Their material typically emphasises syncopated drums, soul and funk references, and arrangements aimed at DJs who programme breaks alongside electro and bass hybrids. Rather than leaning toward the heavier rave end of the spectrum, the project is more readily associated with a polished, dancefloor-facing sound built around swing, hooks and rhythmic clarity.
That approach fits a wider moment in the 2000s when breaks scenes outside the UK were developing their own accents. In cities such as Brussels, producers were often in dialogue with British breakbeat, electro-funk revivals and cosmopolitan club programming, and Electric Soulside belongs to that exchange.
Discographical traces from the period point to a run of singles that helped define the project's profile. Among the clearest documented titles are "Destiny / Back 2 Funk" from 2007 and "What I Want" from 2008, both of which place the duo firmly in the breakbeat conversation while also suggesting crossover instincts.
"Back 2 Funk" is especially revealing as a title and as a clue to the project's aesthetic priorities: a return to groove, funk phrasing and DJ utility rather than purely maximalist breakbeat impact. "Destiny" and "What I Want" likewise suggest a vocal or song-led sensibility within a club framework.
Stylistically, Electric Soulside sits in the overlap between nu skool breaks, electro and house-leaning breakbeat. That does not make the project easy to reduce to a single scene tag; part of its identity lies precisely in how it navigates adjacent club languages while keeping broken rhythms at the centre.
In that sense, the duo can be read alongside the broader European and international network of artists who kept funk-inflected breaks active after the first commercial peak of big beat and early-2000s breakbeat had passed. The connection is less about a single canon than about a shared DJ ecology built on edits, singles and club-tested tracks.
The project's profile appears to have been shaped more by specialist circuits than by mainstream visibility. That is common for many acts in this lane: their importance is often measured through record bags, niche charts, DJ support and durable usefulness in sets rather than through crossover metrics.
Electric Soulside therefore occupies a credible place in the archive of 2000s European breaks as a Brussels-based duo working a sleek, funky and rhythmically direct strain of club music.

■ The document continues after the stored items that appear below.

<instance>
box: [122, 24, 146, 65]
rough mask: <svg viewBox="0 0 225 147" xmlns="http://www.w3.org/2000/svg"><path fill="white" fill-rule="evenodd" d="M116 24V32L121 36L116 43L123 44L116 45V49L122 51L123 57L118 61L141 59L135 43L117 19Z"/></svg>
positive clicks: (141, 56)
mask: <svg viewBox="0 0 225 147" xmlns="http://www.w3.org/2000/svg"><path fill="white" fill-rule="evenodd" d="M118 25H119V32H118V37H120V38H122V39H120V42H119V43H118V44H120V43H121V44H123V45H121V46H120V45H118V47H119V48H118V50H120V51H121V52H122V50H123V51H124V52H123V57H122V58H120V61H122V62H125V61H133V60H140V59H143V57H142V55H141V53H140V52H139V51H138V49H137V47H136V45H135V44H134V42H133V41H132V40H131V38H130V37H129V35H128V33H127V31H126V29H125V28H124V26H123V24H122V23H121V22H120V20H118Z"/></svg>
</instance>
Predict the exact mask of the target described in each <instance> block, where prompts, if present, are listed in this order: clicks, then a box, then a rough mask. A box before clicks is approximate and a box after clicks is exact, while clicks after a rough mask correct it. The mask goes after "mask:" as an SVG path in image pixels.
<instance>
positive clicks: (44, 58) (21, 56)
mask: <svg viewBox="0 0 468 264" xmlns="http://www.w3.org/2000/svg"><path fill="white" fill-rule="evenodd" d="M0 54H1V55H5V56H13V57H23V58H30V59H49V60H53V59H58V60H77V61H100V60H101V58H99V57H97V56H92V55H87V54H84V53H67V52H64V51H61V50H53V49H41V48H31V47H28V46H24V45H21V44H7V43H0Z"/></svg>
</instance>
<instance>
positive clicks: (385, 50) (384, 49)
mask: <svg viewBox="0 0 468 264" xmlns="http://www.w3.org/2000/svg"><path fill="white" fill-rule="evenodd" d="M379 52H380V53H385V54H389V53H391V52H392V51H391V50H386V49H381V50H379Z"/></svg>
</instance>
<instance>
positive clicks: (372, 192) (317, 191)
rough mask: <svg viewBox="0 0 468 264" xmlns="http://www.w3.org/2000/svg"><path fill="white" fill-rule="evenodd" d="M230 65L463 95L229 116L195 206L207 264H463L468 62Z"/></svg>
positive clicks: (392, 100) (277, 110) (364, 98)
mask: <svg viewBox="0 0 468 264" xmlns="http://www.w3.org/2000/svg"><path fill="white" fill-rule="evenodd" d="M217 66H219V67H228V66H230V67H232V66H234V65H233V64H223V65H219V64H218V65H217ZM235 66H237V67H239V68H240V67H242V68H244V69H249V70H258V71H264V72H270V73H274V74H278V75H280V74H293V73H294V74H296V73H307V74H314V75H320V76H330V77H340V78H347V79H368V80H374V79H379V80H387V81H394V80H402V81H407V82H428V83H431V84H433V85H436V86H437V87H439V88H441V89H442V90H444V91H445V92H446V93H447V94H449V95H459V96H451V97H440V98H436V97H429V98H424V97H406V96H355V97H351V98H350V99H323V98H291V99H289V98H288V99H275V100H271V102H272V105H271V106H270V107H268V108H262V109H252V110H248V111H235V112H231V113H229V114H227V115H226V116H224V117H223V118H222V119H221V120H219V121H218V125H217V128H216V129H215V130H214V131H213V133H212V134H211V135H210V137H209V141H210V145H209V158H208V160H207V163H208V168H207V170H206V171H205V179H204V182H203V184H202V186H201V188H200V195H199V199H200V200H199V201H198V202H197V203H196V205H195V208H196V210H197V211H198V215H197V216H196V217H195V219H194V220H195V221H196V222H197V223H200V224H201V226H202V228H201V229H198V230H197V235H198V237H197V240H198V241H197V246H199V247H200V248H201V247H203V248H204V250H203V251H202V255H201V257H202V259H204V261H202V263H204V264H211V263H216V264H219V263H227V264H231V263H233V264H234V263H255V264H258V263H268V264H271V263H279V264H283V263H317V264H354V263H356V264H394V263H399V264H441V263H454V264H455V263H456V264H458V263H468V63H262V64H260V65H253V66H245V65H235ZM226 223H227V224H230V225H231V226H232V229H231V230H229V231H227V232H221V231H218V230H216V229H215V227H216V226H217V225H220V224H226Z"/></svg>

Even with limited public documentation, the available record points to a project that contributed to the transnational life of breakbeat beyond its best-known UK centres.
Their significance today lies in that continuity. For listeners and DJs tracing how breakbeat evolved across mainland Europe, Electric Soulside represents a practical example of how the style remained adaptable: open to electro textures, house pressure and funk vocabulary while still anchored by broken-beat propulsion.